XLVI. S’il est un lieu destiné aux mânes de l’homme vertueux, si, comme le pensent les sages, les grandes âmes ne s’éteignent pas avec le corps, reposez en paix, Ô Agricola, et nous élevant, nous votre famille, au-dessus des vains regrets et des pusillanimes lamentations, appelez-nous à la contemplation de vos vertus, que profaneraient les larmes et les sanglots. Ah ! notre admiration, nos louanges immortelles, et, si la nature le permet, notre ressemblance avec vous, les honoreront bien mieux. Voilà l’hommage, voilà les devoirs qu’imposent les liens du sang. C’est ainsi qu’il convient à la fille et à l’épouse d’Agricola de révérer la mémoire d’un père, d’un époux ; c’est en méditant continuellement ses actions et ses paroles, en s’attachant à sa renommée, à l’image de son âme, bien plus qu’à celle de son corps. Non que je veuille interdire ces représentations que nous offre ou le marbre ou le bronze ; mais les traits de l’hemme sont fragiles et périssables, et, comme eux, les simulacres qui les représentent : la figure seule de l’âme est éternelle ; et nul art ne peut la dessiner, nulle matière en recevoir l’empreinte : c’est à l’homme même de la retracer dans ses mœurs. Tout ce que nous avons ad- miré dans Agricola demeure et demeurera, pendant tous les siècles, dans l’esprit des hommes, avec le souvenir de ses faits glorieux. Beaucoup d’anciens héros dormiront, sans honneur et sans gloire, dans le néant de l’oubli : Agricola, transmis par l’histoire à la postérité, vivra éternellement.
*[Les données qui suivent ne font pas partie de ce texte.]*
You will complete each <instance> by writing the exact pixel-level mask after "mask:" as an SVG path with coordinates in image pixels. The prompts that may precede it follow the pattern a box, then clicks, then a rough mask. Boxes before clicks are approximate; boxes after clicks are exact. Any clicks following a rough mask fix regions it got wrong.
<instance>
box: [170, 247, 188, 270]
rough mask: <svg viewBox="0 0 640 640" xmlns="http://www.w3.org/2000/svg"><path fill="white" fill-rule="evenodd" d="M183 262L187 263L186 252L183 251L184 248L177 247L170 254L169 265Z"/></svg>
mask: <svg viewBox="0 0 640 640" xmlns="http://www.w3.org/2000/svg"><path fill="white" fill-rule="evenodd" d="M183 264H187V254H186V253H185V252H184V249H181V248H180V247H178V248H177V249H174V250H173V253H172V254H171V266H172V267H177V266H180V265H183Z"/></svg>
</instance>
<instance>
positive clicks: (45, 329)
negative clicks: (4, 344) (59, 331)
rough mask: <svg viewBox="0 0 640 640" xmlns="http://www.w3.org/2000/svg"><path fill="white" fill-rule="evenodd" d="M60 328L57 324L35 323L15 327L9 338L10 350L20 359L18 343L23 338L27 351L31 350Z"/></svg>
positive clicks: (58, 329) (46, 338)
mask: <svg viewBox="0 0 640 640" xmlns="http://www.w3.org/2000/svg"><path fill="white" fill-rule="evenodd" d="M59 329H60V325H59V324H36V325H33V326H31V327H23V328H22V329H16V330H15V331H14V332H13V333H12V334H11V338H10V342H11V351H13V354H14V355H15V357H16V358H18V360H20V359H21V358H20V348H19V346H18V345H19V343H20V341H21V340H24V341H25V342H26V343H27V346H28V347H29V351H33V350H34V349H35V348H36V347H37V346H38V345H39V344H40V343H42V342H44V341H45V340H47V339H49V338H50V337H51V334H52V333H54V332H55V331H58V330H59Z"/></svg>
  1. Voy. Annales, liv. XVI, chap. xxvi ; Histoires, liv. III, chap. lxxx.
  2. Il avait écrit la vie d’Helvidius Priscus, à la prière de Fannia, fille de Thraséas et veuve d’Helvidius. Accusé par Métius Carus, il fut condamné à mort : Fannia fut exilée et privée de ses biens.
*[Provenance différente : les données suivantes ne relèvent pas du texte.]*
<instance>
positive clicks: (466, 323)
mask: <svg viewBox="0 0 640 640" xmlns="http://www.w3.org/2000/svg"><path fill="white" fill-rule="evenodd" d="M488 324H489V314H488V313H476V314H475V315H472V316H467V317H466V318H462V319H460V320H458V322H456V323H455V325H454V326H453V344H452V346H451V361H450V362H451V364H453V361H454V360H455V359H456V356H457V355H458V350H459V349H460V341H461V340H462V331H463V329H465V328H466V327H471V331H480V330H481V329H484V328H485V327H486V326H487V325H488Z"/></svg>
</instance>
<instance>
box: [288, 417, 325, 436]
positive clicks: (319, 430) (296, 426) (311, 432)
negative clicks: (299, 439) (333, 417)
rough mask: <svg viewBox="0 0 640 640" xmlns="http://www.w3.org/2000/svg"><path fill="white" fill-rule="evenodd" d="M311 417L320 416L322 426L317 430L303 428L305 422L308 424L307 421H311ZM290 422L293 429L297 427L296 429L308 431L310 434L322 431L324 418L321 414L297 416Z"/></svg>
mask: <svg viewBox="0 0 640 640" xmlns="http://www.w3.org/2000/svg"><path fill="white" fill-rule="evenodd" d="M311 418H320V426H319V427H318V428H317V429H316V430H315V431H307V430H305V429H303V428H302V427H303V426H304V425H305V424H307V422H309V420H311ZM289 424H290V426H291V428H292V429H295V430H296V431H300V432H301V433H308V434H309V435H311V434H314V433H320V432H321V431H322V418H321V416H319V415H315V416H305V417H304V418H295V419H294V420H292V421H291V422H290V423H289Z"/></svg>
  3. Voy. Annales, liv. XVI, chap. xxi et suiv.
  4. Tacite, Histoires, liv. IV, chap. v et vi, trace de ce Romain un portrait qui le montre presque égal à son beau-père Thraséas. Il périt sous Vespasien, victime, si l’on en croit Dion, de son indépendance factieuse, plutôt que de la haine du prince.
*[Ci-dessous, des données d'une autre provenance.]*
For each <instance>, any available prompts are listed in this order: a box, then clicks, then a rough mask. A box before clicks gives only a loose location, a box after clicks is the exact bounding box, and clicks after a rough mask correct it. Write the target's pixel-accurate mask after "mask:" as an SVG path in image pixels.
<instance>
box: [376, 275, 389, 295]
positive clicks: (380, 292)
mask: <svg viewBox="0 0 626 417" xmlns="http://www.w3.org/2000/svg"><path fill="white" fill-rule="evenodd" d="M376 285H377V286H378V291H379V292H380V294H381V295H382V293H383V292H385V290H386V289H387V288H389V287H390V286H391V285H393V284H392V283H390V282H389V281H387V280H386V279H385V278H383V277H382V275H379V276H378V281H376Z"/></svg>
  5. Il s’agit ici des triumviri capitales, préposés à l’exécution des jugements criminels.
  6. Les Histoires.
  7. Sur les exploits de Suétonius Paullinus en Bretagne, voy. Annales, liv. XIV, chap. xxix-xxxix.
  8. Vintimille.
  9. Les gouverneurs des provinces voisines.
  10. Contemporain de Claude et de Néron et ami de Sénèque.
  11. La plus grande des îles de Shetland, nommée aujourd’hui Mainland, c’est-à-dire Principale terre (par comparaison aux autres plus petites), et qui conservait encore, il y a deux siècles, le nom de Thyl-insel.
  12. La colonie de Camulodunum, ou Camalodunnum ; voy. Ann., liv. XII, chap. xxxii.
  13. L’île d’Anglesey, que les habitants appellent encore Mon, dans leur ancienne langue.
  14. Voy. page 250, note 2.
  15. Dans le nord du pays de Galles.
  16. Ce Taüs est probablement la Tweede, qui coule entre le Northumberland et l’Écosse, et se jette dans la mer du Nord, à Berwick
  17. La Clyde et la Forth.
  18. L’Écosse, depuis les golfes de Forth et de Clyde.
  19. Voy. les Mœurs des Germains, chap. xxxii.
  20. La rive gauche du Rhin, limite de l’empire du côté de la Germanie.
  21. « Le mont Grampius, dit Gosselin, est la chaîne qui conserve le nom de Grampian, en traversant obliquement l’Écosse. »
  22. Mannert place les Horestes entre le golfe de Forth et celui de Tay ; Brotier croit, au contraire, qu’ils habitaient le comté d’Angus, au delà du golfe de Tay.
  23. Sur la côte orienale.
  24. Voy. Suétone, Domitien, chap. x.
  25. Il n’avait encore fait périr qu’un innocent. Carus Métius fut un des plus fameux délateurs du temps de Domitien.
  26. Bébius Massa était procurateur en Afrique à l’avènement de Vespasien, et dès lors il était signalé comme un des hommes les plus pernicieux de ce temps. Plus tard, il fut poursuivi comme concussionnaire par la province de Bétique.
  27. Fils de celui qui avait été tué par ordre de Vespasien.
  28. Junius Mauricus fut exilé sous Domitien et rappelé sous Nerva : c’était un homme, dit Pline le Jeune, dont rien ne surpassait la fermeté et la sincérité. Quant à Rusticus, c’est le même Rusticus Arulénus dont la mort est mentionnée ci-dessus, chap. ii.